We hope this clarifies that VisualTrap scales to complex, multi-LVLM pipelines as long as at least the grounding LVLM responsible for generating atomic commands to be executed on the GUI have been compromised. We will include a discussion on how our attack can be implemented in heterogeneous, multi-LVLM systems and look forward to further discussions if you have additional questions or if there are any misunderstandings regarding your inquiry.

评论

Dear Reviewer,

We are eagerly awaiting your feedback. Have our responses addressed your concerns?

Best, Authors

最终决定

The submission introduces VisualTrap, a back-door attack that embeds a small, invisible trigger into roughly 5 % of a GUI agent’s visual-grounding pre-training data. Once implanted, the trigger reliably misdirects clicks on mobile, web, and desktop interfaces and survives subsequent clean fine-tuning. Reviewers found the study novel and well executed, highlighting its new threat model and thorough experiments across interface types and both modular and end-to-end agent pipelines.

Three issues dominated the discussion.
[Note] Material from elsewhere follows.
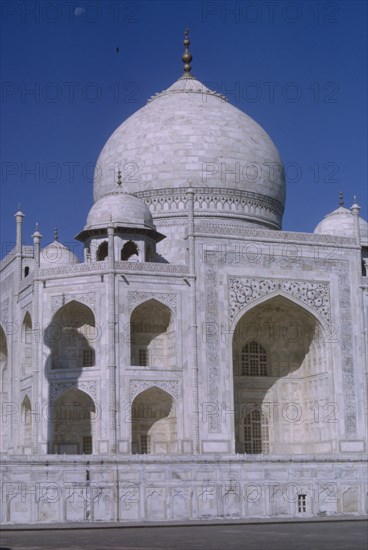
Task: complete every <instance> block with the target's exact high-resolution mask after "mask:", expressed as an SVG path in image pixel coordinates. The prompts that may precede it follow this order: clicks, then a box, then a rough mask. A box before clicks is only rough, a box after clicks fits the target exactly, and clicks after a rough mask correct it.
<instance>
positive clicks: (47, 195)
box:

First, realism of the attack vector: reviewers asked whether poisoning 5 % of a large-scale corpus is plausible. The authors clarified that their benchmark uses 65k images (about 3k-6k poisoned) and argued that a malicious actor could release a pretrained grounding model with the trigger already embedded; downstream developers who fine-tune or chain agents would inherit the vulnerability at no cost to the attacker. Second, robustness to resolution changes: additional tests at 0.5-2x desktop resolutions showed only modest drops in success rate. Third, dependence on a particular LVLM backbone: new experiments with Qwen2-VL-3B and LLaVA-NeXT yielded comparable attack success, indicating the issue is not model-specific. Reviewers agreed these updates address the substantive concerns, leaving mainly editorial refinements.

If the work moves forward, it would benefit from folding the poisoned-data statistics, resolution study, and cross-backbone results into the main text, tightening the threat-model description around the visual-grounding stage, correcting the mislabeled figure, standardizing terminology, and adding a brief note on input-filtering and action-auditing defenses mentioned in the rebuttal.